For 20 years, H. Wayne Price has raced against time, weather and progress.
Price has crisscrossed Illinois in pursuit of his hobby: studying and photographing old barns before time and weather crumble them or farmers raze them to erect modern ones."The old barns can't pay their own way. (Farmers) can't justify the expense to keep them," Price said. "The old barns are going, and in another 50 years they'll be very rare items on the landscape."
Which is too bad, he says, because barns reveal a great deal about their builders and the time in which they were built.
Price can trace barns from the log structures used by the earliest French settlers to the round barns promoted by the University of Illinois at the turn of the century.
"The early barns reflect the ethnic backgrounds of the builders. In other words, you've got your folk culture," Price said. "Log architecture and the earlier barns represent the material culture that was handed down from father to son."
Price, 70, a retiree from a Springfield food-processing plant, estimates he has photographed 1,500 barns - and he doesn't plan to stop.
At first, he was reluctant to ask people for permission to study their barns.
"I felt if I went out and knocked on a door and said, `I want to take a picture of your barn,' they'd call the white-coats and have me locked up," Price said. "I found out people were delighted that you were interested in a barn.
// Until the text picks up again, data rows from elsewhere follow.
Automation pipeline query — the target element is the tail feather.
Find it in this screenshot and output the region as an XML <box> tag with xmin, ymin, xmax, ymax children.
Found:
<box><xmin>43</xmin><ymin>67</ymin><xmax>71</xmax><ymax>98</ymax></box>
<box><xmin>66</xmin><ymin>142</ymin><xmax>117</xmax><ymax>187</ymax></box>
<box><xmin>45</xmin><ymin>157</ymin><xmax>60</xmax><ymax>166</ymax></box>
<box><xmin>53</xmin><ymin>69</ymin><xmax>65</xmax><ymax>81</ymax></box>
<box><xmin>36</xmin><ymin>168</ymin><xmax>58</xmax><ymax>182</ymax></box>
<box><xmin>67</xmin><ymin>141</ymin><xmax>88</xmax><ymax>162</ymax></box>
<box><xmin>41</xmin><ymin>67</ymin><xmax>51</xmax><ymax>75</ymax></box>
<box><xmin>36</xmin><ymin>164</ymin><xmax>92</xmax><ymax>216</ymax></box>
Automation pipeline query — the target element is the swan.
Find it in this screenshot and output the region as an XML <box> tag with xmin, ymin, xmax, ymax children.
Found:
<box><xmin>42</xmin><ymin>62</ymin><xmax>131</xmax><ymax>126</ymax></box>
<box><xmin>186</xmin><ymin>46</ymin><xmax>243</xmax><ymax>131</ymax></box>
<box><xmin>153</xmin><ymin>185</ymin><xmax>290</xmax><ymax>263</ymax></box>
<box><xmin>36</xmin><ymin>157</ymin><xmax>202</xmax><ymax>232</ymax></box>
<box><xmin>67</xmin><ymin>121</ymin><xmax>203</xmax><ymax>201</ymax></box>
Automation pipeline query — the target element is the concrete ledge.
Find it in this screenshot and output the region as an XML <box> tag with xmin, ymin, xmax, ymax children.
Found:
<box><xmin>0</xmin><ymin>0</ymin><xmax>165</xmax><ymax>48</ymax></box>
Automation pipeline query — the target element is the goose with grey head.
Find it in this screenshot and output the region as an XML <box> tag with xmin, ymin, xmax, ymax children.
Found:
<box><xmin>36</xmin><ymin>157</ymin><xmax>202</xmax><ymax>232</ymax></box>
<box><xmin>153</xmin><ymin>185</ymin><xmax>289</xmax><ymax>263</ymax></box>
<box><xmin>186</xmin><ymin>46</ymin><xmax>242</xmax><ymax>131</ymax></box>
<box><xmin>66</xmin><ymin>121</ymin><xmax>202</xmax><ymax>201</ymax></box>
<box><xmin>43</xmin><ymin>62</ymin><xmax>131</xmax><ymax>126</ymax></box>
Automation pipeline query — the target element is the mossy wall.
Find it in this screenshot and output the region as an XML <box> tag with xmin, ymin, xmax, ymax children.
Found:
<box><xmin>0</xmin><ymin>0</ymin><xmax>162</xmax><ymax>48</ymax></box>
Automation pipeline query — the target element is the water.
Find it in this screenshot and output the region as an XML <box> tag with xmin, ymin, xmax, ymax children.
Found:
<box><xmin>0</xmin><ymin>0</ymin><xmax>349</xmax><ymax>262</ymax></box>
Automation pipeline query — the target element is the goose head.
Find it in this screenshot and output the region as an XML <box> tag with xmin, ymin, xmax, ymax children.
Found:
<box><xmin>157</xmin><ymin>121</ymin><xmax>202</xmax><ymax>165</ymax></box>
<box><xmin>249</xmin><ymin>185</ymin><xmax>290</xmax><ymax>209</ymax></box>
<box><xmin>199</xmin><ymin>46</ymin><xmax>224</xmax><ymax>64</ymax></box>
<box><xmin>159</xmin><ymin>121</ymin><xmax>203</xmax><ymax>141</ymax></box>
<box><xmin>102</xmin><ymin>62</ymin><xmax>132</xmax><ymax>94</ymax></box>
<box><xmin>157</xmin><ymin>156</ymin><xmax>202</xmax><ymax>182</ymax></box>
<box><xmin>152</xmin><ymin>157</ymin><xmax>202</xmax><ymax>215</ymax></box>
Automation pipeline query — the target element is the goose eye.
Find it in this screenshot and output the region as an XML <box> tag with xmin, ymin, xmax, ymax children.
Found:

From then on, it was easy."
Keith Sculle, the Illinois Historic Preservation Agency's education coordinator who occasionally accompanies Price, said Price was one of the first people to record, in words and pictures, the state's barns.
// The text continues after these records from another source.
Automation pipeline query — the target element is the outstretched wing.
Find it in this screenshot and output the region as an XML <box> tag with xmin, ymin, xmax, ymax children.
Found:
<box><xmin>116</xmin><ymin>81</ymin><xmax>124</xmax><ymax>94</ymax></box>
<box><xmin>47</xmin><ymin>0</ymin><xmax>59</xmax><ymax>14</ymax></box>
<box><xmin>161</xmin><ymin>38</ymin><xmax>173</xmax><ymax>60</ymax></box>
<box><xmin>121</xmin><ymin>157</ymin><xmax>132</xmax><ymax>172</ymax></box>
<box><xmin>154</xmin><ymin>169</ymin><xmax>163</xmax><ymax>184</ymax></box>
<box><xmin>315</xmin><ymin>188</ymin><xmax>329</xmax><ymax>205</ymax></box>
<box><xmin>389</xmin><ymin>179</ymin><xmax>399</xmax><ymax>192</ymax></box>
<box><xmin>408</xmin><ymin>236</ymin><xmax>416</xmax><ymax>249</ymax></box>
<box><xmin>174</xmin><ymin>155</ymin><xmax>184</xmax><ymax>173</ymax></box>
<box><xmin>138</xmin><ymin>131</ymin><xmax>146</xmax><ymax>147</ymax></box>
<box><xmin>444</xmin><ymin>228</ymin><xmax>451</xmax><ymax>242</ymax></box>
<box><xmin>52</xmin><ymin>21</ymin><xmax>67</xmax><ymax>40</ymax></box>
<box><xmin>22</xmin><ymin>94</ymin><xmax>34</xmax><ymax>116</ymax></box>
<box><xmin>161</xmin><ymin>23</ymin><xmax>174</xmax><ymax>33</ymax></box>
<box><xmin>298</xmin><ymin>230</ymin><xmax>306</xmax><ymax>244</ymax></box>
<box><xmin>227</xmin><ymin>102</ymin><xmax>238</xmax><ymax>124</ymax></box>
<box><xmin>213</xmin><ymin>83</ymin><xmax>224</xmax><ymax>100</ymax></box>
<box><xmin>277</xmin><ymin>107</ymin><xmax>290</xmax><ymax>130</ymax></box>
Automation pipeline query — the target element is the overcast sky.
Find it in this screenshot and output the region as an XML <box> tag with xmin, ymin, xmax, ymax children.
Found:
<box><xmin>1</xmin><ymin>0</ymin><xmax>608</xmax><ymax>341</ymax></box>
Price's work inspired others and helped get the state involved in recording barns and even preserving some, Sculle said.
"I think that Illinois barns, which are vanishing and vanishing quickly, are going to be understood because of farsighted work by Wayne," Sculle said.
Work by Sculle and Price was largely responsible for getting about 25 Illinois barns on the National Register of Historic Places, said Ann Swallow, coordinator of the register for the state Historic Preservation Agency.
Price grew up in a small town rather than on a farm, and he made his career at the food-processing plant, but his knowledge of barns isn't entirely theoretical.
"I come by this honestly," he said. "I have a barn I built with my own hands."